Published online by Cambridge University Press: 24 August 2023
The discussion in Chapter 2 of what the NAFTA is and what it is not skirts a larger set of questions about what North America is. That sounds like a debate for a different book, but is not inconsequential here, since the answer to that question has fuelled the politics of the NAFTA itself. In the context of trade, North America is most simply expressed as the three parties to the NAFTA. Yet, geographically, North America is quite a bit broader. According to the National Geographic Society, the continent of North America
extends from the tiny Aleutian Islands in the northwest to the Isthmus of Panama in the south [and] includes the enormous island of Greenland in the north east and the small island countries and territories that dot the Caribbean Sea and western North Atlantic Ocean.
Moreover,
North America can be divided into five physical regions: the mountainous west, the Great Plains, the Canadian Shield, the varied eastern region, and the Caribbean. Mexico and Central America’s western coast are connected to the mountainous west, while its lowlands and coastal plains extend into the eastern region.
Neither Panama nor Greenland is part of the NAFTA, nor is the Caribbean. For a short time after the NAFTA’s completion, in 1994, the Free Trade Area of the Americas initiative contemplated the extension of NAFTA-like trade rules to most of the Western Hemisphere. Yet even the FTAA would not have included Cuba (democracy was a condition of entry) or Greenland, a semi-autonomous part of Denmark.

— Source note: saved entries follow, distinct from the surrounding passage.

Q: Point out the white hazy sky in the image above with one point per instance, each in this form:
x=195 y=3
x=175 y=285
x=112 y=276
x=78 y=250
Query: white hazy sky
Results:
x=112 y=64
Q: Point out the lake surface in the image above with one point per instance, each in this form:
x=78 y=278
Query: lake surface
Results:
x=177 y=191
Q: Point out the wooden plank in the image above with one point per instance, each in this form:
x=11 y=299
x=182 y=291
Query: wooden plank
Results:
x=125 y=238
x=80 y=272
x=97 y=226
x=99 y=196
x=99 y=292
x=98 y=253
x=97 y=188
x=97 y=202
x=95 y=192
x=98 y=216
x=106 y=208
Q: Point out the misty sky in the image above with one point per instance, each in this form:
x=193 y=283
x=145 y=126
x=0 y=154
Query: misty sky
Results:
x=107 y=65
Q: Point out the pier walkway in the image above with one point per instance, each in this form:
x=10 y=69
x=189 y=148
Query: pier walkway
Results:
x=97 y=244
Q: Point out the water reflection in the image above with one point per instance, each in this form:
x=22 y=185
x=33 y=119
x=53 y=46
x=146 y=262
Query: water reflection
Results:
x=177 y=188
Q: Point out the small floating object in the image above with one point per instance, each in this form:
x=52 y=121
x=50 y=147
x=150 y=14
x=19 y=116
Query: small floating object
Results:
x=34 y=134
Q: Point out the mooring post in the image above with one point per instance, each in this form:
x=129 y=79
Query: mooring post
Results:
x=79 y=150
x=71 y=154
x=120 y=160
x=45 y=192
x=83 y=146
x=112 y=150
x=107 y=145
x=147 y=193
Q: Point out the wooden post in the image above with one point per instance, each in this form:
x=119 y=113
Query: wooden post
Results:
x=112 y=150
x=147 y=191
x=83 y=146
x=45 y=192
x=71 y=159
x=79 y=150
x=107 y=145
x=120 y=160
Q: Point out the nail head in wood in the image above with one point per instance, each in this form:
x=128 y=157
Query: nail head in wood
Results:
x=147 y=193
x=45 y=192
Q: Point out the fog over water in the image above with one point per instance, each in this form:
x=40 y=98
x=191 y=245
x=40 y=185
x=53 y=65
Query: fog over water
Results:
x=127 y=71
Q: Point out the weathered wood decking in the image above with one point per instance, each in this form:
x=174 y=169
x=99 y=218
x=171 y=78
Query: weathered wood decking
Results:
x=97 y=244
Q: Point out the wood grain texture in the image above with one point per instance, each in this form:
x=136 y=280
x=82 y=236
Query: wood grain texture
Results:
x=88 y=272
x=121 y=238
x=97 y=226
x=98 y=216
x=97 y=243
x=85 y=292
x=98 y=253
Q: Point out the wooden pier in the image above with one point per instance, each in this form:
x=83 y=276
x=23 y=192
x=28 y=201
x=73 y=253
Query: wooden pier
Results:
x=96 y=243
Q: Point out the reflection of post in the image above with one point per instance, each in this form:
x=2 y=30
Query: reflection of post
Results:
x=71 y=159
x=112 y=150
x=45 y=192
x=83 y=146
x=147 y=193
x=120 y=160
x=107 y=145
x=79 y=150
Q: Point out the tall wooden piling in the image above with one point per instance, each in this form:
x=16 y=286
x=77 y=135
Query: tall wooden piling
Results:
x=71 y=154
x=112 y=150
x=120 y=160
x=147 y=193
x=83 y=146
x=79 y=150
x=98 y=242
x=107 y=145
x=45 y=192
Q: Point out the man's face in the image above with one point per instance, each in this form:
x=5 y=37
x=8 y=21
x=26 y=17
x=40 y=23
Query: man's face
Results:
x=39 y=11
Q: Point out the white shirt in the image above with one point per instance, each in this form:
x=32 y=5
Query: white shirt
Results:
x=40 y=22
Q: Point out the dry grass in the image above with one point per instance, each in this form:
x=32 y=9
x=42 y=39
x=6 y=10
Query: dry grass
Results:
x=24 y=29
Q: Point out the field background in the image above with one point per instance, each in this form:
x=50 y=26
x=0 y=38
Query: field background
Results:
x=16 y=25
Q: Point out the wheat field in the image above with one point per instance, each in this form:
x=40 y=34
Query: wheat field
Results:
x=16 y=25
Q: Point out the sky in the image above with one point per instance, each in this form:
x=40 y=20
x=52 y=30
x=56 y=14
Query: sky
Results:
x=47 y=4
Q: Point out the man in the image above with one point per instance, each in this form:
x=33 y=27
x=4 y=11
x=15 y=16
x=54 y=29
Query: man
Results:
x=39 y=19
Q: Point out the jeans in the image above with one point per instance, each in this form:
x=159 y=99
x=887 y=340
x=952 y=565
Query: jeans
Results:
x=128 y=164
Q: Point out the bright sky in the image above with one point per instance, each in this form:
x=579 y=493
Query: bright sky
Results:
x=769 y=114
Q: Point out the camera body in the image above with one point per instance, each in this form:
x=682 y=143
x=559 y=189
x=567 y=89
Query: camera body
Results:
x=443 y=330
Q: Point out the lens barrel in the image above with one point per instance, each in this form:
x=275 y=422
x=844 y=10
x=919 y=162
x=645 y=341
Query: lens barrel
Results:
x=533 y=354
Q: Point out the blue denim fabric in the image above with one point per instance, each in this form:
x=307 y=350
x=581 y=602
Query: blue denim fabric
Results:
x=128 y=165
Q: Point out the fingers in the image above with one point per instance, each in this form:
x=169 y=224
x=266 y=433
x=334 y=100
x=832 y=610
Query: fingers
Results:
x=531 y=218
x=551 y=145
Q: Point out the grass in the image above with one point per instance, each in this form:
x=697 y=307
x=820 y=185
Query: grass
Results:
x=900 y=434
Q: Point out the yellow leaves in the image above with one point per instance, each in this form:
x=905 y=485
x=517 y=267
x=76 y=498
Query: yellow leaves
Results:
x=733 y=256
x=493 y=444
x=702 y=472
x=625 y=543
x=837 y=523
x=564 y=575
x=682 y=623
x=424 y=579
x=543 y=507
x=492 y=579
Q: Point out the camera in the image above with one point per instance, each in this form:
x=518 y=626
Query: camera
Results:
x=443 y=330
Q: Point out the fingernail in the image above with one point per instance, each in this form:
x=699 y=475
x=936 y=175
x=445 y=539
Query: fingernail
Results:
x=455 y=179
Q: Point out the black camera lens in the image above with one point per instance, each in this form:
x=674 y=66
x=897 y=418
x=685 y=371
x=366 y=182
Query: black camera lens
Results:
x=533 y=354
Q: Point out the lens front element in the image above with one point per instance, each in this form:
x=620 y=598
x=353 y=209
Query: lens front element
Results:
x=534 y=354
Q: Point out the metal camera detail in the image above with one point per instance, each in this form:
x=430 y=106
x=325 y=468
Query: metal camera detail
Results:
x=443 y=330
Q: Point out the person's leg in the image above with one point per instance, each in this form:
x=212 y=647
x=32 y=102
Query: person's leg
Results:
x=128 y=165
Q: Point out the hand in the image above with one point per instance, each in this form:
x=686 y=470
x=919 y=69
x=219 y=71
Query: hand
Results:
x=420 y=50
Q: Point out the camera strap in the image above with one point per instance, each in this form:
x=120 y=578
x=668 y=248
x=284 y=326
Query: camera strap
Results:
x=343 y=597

Within each of the NAFTA countries, for example, we can point to numerous examples of “regionalism” affecting domestic politics: the US Civil War and its long-term impact on the American South; Canada’s challenges with threatened independence by Quebec or with western alienation; or Mexico’s struggles with restive parts of its underdeveloped southern states. Each suggests a social, political or economic distinctiveness at the subnational level important for understanding the function of the larger polity. That all three have unique experiences with federalism suggests they remain in the midst of a grand experiment with how to knit large geographies and diverse populations into a cohesive national structure.